Our survey among under-25s has demonstrated the startling levels of ignorance among the young. The purists among us are bound to gag with rage. The responses of the young insult both the sufferers of Partition and the martyrs of Jallianwalla Bagh. Yet there is a school of thought that perceives this as a good sign. It reckons that the present must steer clear of the traumatic colouring of the past, and shape itself without historical prejudice. Anything else, they claim, is fruitless sentimentalism. What is to be gained by recounting stories of gruesome rape and murder, thereby cutting open new wounds and stoking communal passions? There is some merit in their arguments. After all, why should a period of madness, a huge aberration, continue to hold us at its mercy?

But on the flip side, forgetting can be a dangerously blanket exercise, burying the good with the bad. What we need is understanding. Unconfronted, unnamed, ununderstood, our fears and our past can unexpectedly raise their talons in ugly ways.
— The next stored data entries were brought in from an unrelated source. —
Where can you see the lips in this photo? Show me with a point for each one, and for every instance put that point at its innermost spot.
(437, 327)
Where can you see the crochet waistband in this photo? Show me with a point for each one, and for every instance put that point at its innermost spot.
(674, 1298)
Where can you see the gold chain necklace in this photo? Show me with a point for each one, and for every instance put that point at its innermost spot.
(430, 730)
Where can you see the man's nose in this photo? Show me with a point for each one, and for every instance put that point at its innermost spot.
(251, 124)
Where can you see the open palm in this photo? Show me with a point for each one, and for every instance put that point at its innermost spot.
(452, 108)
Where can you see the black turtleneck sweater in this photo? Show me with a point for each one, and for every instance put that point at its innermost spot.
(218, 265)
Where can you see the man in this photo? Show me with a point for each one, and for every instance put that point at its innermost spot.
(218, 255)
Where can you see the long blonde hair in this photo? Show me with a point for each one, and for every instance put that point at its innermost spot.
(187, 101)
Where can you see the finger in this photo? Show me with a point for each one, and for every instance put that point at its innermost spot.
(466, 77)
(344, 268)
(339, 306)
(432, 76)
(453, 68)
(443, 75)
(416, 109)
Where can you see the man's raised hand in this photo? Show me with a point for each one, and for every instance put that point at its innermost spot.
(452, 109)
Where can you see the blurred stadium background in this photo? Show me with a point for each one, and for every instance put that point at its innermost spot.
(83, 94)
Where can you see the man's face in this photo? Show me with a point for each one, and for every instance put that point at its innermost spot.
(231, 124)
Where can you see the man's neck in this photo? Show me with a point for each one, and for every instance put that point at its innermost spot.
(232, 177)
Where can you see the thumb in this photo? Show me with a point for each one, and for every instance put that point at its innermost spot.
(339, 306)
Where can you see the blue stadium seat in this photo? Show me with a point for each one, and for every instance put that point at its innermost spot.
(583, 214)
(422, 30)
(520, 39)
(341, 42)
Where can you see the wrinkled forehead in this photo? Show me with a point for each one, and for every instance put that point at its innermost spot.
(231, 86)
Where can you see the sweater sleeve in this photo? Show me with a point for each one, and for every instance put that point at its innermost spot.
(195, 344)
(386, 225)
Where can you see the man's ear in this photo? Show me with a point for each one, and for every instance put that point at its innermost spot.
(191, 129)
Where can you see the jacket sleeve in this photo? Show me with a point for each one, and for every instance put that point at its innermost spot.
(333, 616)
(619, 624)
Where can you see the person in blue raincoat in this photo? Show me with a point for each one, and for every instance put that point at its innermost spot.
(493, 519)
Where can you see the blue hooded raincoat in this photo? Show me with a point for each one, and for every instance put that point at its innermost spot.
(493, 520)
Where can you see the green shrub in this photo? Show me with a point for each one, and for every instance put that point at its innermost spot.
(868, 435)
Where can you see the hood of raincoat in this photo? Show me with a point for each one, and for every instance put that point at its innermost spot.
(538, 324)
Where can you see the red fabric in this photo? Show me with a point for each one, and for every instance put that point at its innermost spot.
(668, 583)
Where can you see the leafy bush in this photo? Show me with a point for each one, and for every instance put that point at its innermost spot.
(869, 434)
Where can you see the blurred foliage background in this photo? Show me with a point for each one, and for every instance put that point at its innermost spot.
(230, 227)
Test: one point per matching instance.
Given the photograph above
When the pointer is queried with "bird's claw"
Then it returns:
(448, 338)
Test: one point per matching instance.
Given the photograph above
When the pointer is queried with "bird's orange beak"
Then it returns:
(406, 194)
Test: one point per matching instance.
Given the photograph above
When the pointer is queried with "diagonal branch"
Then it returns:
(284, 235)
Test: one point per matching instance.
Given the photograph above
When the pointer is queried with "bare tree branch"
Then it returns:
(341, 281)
In our family, we grew up mostly without any taboos and prejudices of food, drink, gender, caste, creed, religion. Except one. The idea of marrying a Mohammedan was anathema. Ditto for my wife's family. It was the one legacy of Partition that insidiously crept into our lives. But in one generation we've shed that. In our lives it is no issue. My daughters can marry who they will. Defined by the Emergency, I will probably hand on a different neurosis: dishing them sermons on the critical virtues of free expression.